Se refiere a la decisión del Ayuntamiento de ubicar de nuevo el antiguo Espacio Peñas, que ahora ha pasado a llamarse La Terraza de San Mateo, en las inmediaciones de la plaza de toros de La Ribera. Aunque sea «una cosa añadida en un momento muy puntual del año», hay vecinos a los que la decisión les genera «malestar», porque es algo que «crea un problema de ruidos y de suciedad añadida».
Entre los vecinos hay disparidad de opiniones: «No es una cuestión homogénea.
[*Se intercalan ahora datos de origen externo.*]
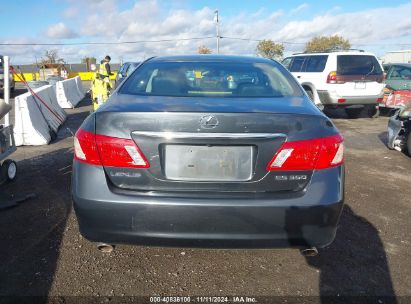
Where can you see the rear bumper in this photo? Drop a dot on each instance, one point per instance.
(331, 98)
(304, 219)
Hay gente a la que le afecta mucho porque vive muy cerca, pero también hay quienes piensan que solo son unos días y que quieren disfrutar cerca de casa». Pero, según dice Ana, si pusiéramos una balanza, «son más las personas perjudicadas, que las beneficiadas».
Alesanco denuncia que los vecinos del barrio recibieron la noticia «a través de los medios de comunicación». Es «a posteriori cuando se acuerdan de los vecinos y nos piden opinión».
La decisión de que la terraza se iba a ubicar en el Parque de La Ribera «ya estaba tomada». Aún así, sí que se llevaron a cabo encuentros entre los vecinos y responsables del Ayuntamiento: «Sí que ha habido intentos de buscar opiniones y llegar a un consenso, pero luego nos dijeron que iban a pedir opinión antes de aprobar una ordenanza. Pues bueno, la ordenanza ya la han publicado».
Por otro lado, sí que han hecho caso a algunas de las reclamaciones de los vecinos como «la reducción del horario», pero no son pocas las cosas que «aún no sabemos cómo se van a resolver y que hasta que no llegue la hora de ejecutarse no se verá».
Otros frentes abiertos
Aunque ahora lo que más ronde la cabeza de los vecinos sea La Terraza de San Mateo, no es el único frente que tienen abierto. El tema está bastante parado, pero hace unos meses el Ayuntamiento decidió implantar una zona de bajas emisiones en la zona de Madre de Dios – San José. Otra cuestión de la que se enteraron «por los medios».
«No vemos que esté muy justificado que hayan elegido nuestros barrios. No estamos en contra de que se declare una zona de bajas emisiones, pero creemos que debe situarse en un sitio donde haya mayor concentración de contaminación», explica Alesanco. Los motivos que han expuesto desde el Ayuntamiento no han logrado «convencer del todo» a los vecinos.

«A nivel urbanístico hay partes del barrio que están más deterioradas. Van pasando los años y hace falta el arreglo de aceras y el acondicionamiento de algunos espacios o una mayor limpieza», señala, para a continuación pasar a quitarle hierro al asunto, afirmando que «tampoco vendría a ser un problema excesivo, pero sí son unos cuidados que harían falta». Por ejemplo, en el entorno de la plaza de toros, hay un «problema de aparcamiento, entonces la gente aparca de cualquier manera y eso siempre genera una tensión que no está resuelta».
El problema de la vivienda también ha llegado a este barrio: «Hay familias que se quieren quedar en el barrio, pero que no pueden encontrar un alquiler asequible». Por otro lado, los pisos turísticos «están proliferando». Los vecinos asisten al acondicionamiento de locales, «bajos sobre todo», para convertirse en viviendas de uso turístico, que se suman a los que ya están en funcionamiento.
Lo que más «echan en falta» los vecinos por parte del Ayuntamiento son «procesos participativos» para solucionar cuestiones que afectan al barrio: «Gestionarlas desde la base, desde la vecindad y trabajarlas en consenso».